Organisasi dan kelompok
adalah unit yang berguna untuk mengukur variabel hasil perubahan. Area
perubahan untuk evaluasi perubahan :
a.
kebijakan
yang terkai dengan program ini,
b.
dukungan
organisasi atau kelompok untuk program tersebut,
c.
partisipasi
program,
d.
kegiatan
lain yang menunjukan keterlibatan dengan program.
Mengukur perubahan
dalam keterkaitan antara subsistem masyarakat dapat diidentifikasi dengan
tingkat perubahan dalam organisasi masyarakat involment satu sama lain atau
keterhubungan sosial mereka. Area perubahan meliputi :
a.
pembangunan
koalisi,
b.
berpartisipasi
dalam papan masyarakat dan gugus tugas oleh subsistem,
c.
keterlibatan
dalam kegiatan ditingkat masyarakat oleh subsistem.
Seluruh hasil sistem
dapat dinilai dengan perubahan norma-norma atau nilai-nilai masyarakat. Area
evaluasi meliputi :
a.
perubahan
dalam kebijakan masyarakat yang berhubungan dengan program (misalnya merokok),
b.
prosedur
enforsement di masyarakat,
c.
pergeseran
norma seperti yang dirasakan oleh masyarakat dari kedua individu dan tingkat
subsistem,
d.
perubahan
eksternal seperti kondisi baru dan hukum nasional.
2.2.6
Komponen evaluasi
Komponen evaluasi meliputi (a) relevansi, perlu untuk program tersebut,
(b) kemajuan, evaluasi kegiatan untuk memenuhi sasaran yang ditetapkan, (c)

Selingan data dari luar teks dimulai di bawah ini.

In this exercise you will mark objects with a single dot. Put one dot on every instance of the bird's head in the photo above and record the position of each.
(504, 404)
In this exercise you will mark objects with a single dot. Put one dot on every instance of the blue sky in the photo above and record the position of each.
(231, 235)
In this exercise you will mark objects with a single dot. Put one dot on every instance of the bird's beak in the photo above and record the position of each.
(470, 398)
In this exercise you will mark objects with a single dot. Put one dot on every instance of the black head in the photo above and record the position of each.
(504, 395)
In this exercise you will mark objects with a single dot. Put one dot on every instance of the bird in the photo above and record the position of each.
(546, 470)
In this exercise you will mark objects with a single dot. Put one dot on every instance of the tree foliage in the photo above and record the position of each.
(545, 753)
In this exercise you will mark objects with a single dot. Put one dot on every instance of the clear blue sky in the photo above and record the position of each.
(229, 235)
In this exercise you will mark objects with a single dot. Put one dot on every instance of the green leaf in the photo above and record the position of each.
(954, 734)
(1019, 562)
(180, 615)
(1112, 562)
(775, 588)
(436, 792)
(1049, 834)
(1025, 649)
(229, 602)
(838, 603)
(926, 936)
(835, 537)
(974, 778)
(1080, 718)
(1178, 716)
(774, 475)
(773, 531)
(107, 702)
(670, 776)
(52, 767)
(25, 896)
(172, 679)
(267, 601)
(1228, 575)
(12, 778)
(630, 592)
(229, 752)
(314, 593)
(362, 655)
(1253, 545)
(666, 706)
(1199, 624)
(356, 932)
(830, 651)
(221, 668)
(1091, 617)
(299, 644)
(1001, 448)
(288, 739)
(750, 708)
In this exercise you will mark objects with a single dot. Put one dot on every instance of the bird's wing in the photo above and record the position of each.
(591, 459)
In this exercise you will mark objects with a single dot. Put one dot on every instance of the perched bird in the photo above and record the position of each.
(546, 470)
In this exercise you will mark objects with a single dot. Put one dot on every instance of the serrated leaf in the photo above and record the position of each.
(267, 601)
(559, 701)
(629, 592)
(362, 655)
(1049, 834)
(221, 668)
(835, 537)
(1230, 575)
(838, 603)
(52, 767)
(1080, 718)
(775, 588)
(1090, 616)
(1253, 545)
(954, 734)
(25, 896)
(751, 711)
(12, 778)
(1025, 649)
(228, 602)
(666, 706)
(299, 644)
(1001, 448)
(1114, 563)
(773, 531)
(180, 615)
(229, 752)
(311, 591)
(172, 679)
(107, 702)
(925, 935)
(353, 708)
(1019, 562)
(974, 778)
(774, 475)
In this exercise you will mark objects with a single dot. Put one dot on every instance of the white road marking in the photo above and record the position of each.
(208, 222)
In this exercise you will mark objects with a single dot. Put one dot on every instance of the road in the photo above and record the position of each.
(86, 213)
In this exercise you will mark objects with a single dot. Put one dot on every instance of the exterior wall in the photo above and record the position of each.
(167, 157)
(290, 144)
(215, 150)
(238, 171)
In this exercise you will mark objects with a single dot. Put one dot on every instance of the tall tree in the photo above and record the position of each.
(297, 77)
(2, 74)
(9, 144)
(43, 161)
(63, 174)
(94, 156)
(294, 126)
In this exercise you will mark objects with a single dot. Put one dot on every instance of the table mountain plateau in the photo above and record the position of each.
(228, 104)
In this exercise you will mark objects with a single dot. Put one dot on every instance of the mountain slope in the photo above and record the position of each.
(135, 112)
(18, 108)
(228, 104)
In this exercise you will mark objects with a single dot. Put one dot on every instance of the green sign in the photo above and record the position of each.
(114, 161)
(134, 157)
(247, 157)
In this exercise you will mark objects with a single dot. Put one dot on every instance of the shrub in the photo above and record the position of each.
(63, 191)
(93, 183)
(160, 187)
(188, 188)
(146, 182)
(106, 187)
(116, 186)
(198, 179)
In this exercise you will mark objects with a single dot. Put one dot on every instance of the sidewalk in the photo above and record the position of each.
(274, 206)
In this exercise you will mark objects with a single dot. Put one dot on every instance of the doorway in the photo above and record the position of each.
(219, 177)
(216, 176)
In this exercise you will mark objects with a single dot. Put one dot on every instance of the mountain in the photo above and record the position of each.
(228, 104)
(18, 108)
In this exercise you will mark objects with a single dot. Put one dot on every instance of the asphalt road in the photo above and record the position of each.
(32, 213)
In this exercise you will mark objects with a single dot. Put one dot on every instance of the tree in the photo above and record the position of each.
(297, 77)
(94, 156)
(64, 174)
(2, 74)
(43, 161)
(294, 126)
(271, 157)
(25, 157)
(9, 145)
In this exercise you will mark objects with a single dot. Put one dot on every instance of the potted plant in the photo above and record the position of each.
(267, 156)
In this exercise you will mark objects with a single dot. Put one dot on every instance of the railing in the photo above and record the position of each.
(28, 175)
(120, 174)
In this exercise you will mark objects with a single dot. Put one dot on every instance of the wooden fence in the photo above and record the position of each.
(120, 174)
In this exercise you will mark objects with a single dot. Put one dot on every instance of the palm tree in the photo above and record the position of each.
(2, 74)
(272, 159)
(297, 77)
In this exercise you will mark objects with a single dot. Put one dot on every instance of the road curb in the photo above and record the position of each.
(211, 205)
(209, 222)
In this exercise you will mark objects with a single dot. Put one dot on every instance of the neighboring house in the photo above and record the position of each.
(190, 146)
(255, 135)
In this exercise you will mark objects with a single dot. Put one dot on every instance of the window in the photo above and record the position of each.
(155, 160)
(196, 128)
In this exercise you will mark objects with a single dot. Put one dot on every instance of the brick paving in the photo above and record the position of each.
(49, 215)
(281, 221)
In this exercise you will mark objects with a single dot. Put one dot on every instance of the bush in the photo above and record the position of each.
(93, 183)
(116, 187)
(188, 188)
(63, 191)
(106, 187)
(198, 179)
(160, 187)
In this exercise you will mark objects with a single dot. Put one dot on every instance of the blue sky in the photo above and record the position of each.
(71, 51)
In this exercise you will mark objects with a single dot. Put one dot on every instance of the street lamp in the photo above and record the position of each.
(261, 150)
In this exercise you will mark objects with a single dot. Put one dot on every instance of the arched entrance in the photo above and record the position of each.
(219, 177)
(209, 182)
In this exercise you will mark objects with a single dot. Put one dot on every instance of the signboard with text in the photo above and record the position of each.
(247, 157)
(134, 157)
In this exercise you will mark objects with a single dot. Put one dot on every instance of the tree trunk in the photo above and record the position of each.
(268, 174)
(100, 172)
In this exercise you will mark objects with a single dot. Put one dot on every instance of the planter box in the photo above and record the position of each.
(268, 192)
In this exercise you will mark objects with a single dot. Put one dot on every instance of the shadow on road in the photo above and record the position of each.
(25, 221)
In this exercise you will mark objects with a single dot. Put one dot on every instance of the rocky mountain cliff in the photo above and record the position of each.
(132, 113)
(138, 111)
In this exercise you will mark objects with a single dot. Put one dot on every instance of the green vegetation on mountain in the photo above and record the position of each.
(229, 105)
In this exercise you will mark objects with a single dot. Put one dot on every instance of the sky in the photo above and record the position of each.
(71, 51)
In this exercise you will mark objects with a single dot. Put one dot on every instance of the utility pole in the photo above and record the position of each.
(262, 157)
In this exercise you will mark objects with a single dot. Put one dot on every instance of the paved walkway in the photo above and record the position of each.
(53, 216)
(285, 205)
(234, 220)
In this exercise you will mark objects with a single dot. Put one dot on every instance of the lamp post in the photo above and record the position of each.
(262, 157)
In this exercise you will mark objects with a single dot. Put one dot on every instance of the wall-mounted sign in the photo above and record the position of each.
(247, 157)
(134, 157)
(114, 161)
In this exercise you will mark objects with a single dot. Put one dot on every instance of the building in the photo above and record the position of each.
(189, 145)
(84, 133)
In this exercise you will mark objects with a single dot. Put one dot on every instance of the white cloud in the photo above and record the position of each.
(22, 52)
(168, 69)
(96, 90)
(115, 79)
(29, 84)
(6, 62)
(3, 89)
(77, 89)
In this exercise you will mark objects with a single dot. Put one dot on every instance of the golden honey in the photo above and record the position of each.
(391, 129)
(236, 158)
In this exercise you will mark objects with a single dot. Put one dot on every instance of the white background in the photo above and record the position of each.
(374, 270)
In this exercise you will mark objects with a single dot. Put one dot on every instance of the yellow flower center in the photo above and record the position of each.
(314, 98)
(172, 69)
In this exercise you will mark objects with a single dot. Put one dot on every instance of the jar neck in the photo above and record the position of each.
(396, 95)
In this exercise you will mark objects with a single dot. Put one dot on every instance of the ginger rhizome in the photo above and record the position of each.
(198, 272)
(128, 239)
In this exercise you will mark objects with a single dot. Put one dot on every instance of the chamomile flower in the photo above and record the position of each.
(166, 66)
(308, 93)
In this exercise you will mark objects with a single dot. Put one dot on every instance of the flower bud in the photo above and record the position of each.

efisiensi, hasil dari program dalam kaitannya dengan biaya, (d) efektivitas,
kemampuan program untuk memenuhi hasil tujuan didirikan hasil program, (e)
dampak atau perubahan jangka panjang terlihat pada populasi program (Kaluzy
& Veney 1991).
Relevansi termasuk pertanyaan tentang perlunya program atau kegiatan. Hal
ini sering lebih penting untuk melihat relevansi ada daripada program baru.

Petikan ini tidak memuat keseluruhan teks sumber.